Traders’ action is based on a reservation price to maximize final period expected utility,
given the auction rules and information. The reservation price derives from the valuation
of an asset. The actions that can increase trader utility are: (1) sell at market bid if it
exceeds one’s valuation plus the price at which s/he bought the permit, (2) buy at market
ask if it is below the buyer’s valuation of the permit, (3) raise the market bid if a trader
does not own it and it is below the valuation of the permit and (4) reduce the market ask
if a trader does not sell it and it is above the cost of the permit.
Exchange occurs as long as the buyer’s valuation exceeds the seller's cost and stops when
the seller's cost is higher than the buyer's valuation of the permit. To illustrate the trading
behavior, Figure 1 shows the exchange whenever valuation exceeds cost.2 Intra-marginal
trade or mutual profitable exchange occurs between buyers 1, 2, 3, 4 and 5 and sellers 12,
13, 14, 15 and 16. If buyer 2 buys from seller 14, buyer 2 can resell the permit at least at
the valuation level. The arrow in the Figure shows buyer 2 reselling the permit at a price
at least equivalent to the valuation level. Seller 14 can buy again in the market and bid
the most at the valuation level. For example, if the equilibrium price interval is [15, 16],
if buyer 2 buys at price 15 from seller number 14 and his/her own valuation is 25, buyer
2 would resell the permit at least at the price of 25. Seller 14 whose valuation is 10,
would then buy another permit from the market costing no more than the price of 10.

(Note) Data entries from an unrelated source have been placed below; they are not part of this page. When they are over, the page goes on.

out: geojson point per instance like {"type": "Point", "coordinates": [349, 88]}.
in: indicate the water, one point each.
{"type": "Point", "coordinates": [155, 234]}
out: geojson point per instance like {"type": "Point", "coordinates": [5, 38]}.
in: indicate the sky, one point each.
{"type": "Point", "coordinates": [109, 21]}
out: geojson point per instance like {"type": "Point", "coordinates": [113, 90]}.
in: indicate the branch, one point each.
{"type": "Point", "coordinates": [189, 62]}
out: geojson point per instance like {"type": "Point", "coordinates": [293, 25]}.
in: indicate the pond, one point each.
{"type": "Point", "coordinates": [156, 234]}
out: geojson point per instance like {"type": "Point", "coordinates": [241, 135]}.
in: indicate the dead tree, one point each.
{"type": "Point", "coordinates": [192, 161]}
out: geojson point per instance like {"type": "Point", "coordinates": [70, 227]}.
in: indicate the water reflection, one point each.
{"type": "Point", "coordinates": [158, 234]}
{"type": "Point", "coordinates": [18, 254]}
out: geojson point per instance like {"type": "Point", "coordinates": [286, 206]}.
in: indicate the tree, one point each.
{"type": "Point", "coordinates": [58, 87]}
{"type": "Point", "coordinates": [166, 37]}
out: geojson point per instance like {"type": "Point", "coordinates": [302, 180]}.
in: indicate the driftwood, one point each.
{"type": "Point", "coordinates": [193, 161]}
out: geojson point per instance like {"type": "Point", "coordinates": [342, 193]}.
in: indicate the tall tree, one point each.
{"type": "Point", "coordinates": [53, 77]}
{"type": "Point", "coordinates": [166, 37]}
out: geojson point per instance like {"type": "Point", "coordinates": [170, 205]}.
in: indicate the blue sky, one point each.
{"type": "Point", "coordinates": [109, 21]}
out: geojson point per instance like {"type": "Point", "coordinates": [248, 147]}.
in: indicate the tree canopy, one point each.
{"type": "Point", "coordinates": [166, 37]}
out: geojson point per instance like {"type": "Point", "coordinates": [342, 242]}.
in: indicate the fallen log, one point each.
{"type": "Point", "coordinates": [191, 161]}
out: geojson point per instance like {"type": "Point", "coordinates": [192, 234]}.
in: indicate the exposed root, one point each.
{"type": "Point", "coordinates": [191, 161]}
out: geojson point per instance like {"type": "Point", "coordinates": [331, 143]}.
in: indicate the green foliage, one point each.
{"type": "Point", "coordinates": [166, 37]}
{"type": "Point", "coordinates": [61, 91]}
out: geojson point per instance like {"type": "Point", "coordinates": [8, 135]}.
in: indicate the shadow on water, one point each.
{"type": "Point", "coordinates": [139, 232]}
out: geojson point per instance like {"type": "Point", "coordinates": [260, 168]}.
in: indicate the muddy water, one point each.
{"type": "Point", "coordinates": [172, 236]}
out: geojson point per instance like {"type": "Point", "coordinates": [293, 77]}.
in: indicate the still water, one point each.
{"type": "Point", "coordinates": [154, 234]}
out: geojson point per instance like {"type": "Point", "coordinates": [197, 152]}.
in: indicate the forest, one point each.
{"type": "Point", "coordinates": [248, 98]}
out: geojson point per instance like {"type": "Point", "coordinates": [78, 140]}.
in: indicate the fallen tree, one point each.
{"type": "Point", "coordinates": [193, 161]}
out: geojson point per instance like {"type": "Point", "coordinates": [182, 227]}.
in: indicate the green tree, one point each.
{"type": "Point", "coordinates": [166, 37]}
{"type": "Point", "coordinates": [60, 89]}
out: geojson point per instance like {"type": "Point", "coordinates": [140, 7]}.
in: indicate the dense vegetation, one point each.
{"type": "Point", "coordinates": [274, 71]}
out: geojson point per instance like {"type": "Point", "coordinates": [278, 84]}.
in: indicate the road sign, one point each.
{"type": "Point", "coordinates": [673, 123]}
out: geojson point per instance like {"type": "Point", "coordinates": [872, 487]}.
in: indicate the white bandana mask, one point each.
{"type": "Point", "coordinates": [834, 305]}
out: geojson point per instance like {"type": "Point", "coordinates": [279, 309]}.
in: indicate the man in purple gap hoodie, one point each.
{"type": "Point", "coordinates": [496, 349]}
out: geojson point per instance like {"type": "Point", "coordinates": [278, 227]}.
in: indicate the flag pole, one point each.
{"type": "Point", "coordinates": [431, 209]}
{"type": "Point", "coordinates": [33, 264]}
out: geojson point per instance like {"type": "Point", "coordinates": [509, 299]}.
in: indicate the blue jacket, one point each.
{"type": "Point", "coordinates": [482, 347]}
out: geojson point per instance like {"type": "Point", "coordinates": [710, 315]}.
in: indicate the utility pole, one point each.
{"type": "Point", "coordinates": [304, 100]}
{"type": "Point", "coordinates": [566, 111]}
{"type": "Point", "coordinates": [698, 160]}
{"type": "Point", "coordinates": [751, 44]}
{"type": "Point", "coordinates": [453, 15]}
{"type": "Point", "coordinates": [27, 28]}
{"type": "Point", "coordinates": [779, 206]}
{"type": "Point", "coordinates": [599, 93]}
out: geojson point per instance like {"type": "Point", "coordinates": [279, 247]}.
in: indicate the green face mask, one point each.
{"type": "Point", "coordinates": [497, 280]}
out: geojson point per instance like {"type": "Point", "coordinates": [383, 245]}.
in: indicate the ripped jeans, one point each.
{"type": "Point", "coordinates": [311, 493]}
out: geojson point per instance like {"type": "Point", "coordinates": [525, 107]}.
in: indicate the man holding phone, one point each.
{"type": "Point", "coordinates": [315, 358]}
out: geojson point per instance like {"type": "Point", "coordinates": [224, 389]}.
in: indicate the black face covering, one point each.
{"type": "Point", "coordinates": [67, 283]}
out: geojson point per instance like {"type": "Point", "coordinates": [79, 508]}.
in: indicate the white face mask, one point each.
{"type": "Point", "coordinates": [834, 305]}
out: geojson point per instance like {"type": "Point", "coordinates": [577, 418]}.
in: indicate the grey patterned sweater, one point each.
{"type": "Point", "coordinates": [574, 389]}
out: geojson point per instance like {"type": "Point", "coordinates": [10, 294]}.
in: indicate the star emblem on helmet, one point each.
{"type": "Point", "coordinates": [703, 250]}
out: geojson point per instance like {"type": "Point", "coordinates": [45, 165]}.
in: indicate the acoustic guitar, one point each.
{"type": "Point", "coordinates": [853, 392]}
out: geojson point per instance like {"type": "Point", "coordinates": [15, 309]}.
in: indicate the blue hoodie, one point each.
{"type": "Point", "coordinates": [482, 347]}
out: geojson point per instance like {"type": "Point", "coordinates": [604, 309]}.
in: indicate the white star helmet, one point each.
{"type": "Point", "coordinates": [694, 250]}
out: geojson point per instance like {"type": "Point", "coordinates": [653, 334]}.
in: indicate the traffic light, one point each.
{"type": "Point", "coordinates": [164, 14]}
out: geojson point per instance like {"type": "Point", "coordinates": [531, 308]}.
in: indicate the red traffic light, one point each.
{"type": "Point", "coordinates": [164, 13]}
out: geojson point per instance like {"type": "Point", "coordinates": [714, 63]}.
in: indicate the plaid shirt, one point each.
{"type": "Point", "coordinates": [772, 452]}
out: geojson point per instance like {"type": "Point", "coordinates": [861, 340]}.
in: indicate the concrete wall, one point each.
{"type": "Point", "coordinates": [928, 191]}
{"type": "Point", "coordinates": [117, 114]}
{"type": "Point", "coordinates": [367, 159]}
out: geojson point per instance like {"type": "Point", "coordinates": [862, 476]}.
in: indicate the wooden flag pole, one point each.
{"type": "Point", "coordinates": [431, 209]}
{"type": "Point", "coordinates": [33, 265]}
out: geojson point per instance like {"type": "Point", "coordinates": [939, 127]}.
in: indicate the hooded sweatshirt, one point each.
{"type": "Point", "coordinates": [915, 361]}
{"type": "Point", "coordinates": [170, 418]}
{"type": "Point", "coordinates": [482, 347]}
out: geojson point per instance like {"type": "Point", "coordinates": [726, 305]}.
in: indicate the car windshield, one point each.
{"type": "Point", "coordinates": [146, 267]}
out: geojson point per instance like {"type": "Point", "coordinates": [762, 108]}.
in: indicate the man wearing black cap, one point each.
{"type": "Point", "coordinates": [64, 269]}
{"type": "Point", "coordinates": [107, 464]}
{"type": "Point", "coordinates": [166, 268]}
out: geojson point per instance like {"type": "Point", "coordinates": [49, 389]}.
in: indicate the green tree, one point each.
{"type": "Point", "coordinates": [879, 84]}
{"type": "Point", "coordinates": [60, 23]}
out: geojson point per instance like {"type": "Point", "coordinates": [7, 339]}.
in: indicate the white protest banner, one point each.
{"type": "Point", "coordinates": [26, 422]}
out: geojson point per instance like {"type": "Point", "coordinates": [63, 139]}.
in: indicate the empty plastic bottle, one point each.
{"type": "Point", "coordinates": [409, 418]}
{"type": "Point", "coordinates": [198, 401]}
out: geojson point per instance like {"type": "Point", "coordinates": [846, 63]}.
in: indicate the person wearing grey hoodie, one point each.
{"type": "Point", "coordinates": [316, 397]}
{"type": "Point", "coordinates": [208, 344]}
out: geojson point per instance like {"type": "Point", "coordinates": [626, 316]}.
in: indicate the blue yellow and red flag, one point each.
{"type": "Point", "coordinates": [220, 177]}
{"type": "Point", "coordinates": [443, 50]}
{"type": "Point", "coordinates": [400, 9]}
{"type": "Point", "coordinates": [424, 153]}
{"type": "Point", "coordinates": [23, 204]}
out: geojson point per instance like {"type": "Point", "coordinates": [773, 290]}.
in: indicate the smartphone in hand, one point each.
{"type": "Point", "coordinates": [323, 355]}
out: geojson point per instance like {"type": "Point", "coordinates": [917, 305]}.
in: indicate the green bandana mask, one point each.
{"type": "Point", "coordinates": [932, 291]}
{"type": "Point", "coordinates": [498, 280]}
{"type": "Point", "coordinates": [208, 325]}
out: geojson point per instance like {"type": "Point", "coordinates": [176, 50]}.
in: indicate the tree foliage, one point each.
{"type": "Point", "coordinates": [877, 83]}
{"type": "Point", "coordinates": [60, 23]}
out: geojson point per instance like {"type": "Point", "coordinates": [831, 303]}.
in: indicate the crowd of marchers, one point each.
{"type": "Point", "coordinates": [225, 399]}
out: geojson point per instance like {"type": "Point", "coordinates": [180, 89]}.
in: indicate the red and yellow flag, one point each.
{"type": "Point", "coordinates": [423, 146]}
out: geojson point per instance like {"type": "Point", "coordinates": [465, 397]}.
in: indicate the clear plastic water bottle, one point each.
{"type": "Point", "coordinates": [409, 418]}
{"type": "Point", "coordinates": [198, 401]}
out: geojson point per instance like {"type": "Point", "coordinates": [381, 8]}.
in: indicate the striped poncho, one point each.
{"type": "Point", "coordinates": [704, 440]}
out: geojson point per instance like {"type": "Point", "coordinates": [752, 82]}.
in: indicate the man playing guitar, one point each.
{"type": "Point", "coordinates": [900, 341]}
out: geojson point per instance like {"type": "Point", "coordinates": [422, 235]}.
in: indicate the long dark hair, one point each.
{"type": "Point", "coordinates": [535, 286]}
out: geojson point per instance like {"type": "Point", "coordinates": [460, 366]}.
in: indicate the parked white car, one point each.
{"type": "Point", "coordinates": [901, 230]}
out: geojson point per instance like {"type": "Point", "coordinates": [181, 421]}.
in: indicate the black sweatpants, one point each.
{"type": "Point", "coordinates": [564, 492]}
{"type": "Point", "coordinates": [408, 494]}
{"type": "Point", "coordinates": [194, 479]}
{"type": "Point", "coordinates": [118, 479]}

This same process of buying/selling based on reservation price or valuation continues as
long as cost of selling remains below the valuation of the buyers. This mechanism
insures that high value traders purchase from low value traders and that permits are
allocated from low cost sellers to high value buyers.
2
The demand curve depicts the valuation and the supply curve represents the cost of sellers.